Todo mundo começou a bater palmas. Eu não me dei ao trabalho, até porque eu não preciso bater palmas pra expressar o quanto também fiquei orgulhosa por termos conseguido chegar até o fim.

— Gostaria de agradecer a presença de cada um de vocês e, bom, como já havíamos combinado, amanhã de manhã chegaremos bem cedo e tomaremos conta do lugar. Vamos fazer dessa festa um evento inesquecível! Boa noite.

Os aplausos foram mais barulhentos dessa vez e logo assim que cessaram, as pessoas foram se dispersando pra pegarem suas mochilas e irem embora, até porque já tava ficando escuro.

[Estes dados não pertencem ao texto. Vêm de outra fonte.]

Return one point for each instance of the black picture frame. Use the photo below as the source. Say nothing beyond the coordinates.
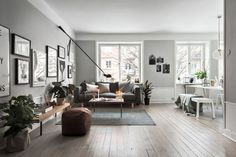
(38, 68)
(61, 52)
(21, 46)
(166, 68)
(158, 68)
(51, 62)
(69, 71)
(160, 60)
(22, 71)
(5, 85)
(61, 69)
(152, 60)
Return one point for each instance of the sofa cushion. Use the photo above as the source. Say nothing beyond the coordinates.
(108, 95)
(114, 87)
(103, 87)
(126, 87)
(128, 96)
(91, 88)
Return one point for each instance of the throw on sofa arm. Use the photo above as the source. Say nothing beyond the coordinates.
(137, 93)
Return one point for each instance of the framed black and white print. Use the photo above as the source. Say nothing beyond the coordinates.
(158, 68)
(61, 70)
(61, 52)
(160, 60)
(166, 68)
(4, 61)
(152, 60)
(51, 62)
(69, 71)
(21, 46)
(22, 71)
(38, 63)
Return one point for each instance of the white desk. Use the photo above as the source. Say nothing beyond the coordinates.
(219, 90)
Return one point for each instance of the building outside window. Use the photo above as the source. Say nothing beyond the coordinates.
(122, 61)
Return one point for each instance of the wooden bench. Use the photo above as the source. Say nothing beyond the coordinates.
(54, 111)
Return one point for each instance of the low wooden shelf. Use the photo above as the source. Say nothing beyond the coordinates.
(54, 111)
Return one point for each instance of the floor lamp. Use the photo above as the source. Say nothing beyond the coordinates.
(104, 74)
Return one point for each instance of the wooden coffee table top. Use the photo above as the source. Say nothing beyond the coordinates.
(107, 100)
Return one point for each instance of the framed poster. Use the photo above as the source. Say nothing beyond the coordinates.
(166, 68)
(61, 52)
(152, 60)
(21, 46)
(51, 62)
(160, 60)
(4, 61)
(158, 68)
(22, 71)
(61, 70)
(69, 71)
(38, 66)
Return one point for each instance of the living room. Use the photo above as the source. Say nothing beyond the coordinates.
(133, 42)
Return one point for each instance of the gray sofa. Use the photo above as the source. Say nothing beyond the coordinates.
(130, 92)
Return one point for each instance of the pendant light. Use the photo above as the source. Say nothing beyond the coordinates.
(219, 52)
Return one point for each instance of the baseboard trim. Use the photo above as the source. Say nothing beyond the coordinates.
(230, 135)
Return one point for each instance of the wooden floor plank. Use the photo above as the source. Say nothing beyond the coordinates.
(175, 134)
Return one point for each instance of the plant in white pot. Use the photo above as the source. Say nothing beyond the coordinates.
(19, 119)
(58, 92)
(147, 91)
(70, 88)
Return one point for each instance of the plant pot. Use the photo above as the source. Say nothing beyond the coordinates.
(18, 142)
(60, 101)
(70, 98)
(146, 101)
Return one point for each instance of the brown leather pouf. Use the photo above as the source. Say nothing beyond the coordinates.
(76, 121)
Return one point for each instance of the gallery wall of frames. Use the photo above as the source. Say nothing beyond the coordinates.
(31, 65)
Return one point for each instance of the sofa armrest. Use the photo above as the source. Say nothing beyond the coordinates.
(137, 93)
(77, 92)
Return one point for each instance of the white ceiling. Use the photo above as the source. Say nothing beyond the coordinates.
(139, 16)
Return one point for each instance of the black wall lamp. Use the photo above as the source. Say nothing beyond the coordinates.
(104, 74)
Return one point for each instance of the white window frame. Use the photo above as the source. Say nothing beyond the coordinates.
(203, 59)
(98, 56)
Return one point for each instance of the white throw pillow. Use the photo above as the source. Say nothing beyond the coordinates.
(91, 88)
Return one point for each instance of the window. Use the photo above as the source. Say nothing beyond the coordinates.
(189, 59)
(122, 61)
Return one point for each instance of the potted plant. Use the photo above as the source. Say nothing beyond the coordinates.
(147, 90)
(19, 117)
(201, 75)
(69, 92)
(58, 92)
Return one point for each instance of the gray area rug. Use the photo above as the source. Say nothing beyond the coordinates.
(130, 117)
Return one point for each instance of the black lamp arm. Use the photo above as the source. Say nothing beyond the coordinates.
(106, 75)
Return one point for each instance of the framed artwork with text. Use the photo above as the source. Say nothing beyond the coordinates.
(4, 61)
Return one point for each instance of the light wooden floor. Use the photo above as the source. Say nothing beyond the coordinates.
(175, 134)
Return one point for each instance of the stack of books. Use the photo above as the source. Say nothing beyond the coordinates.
(42, 109)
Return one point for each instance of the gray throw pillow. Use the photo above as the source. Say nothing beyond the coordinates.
(114, 87)
(103, 88)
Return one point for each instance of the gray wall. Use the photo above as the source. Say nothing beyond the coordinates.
(166, 50)
(213, 62)
(23, 19)
(86, 70)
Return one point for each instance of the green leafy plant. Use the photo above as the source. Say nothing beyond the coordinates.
(20, 114)
(69, 89)
(201, 74)
(147, 89)
(57, 91)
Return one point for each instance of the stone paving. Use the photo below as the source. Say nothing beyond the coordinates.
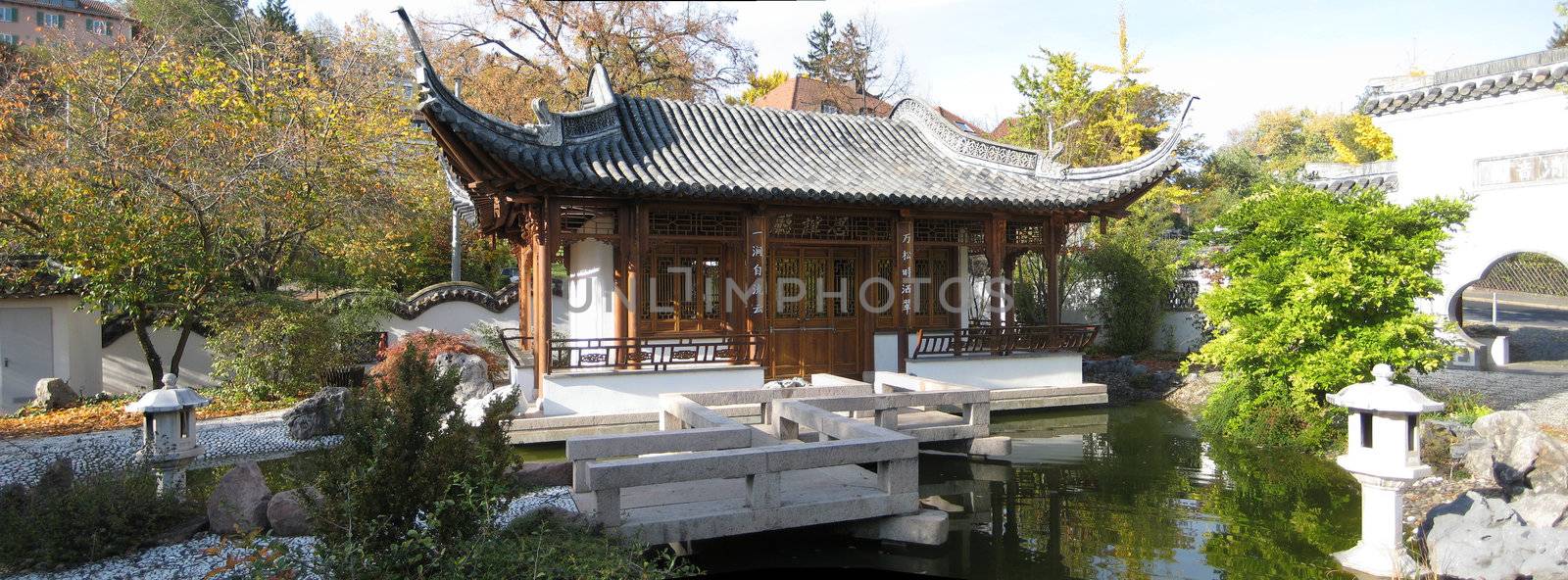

Depois de pegarmos nossas mochilas e nos despedirmos de nossos colegas, quando Lucca e eu estávamos próximos de atravessar o portão de mãos dadas, a Virgínia vinha andando pouco atrás e perguntou:

— Lucca, será que podemos conversar?

Achei bem estranho o fato de o Lucca ter ignorado a Virgínia grandão, já que ele nunca ignora ninguém, ainda mais ela, mas foi exatamente isso o que ele fez. A Virgínia não falou exatamente gritando, mas o volume de sua voz foi alto o bastante pra ele ter ouvido com clareza.

— Lucca? – ela insistiu na medida em que ele continuava andando ao meu lado.

Nada. O Lucca apertou mais ainda a minha mão e seguiu andando como que se ninguém tivesse falado com ele.

— Aconteceu alguma coisa? – perguntei, já do lado de fora do colégio.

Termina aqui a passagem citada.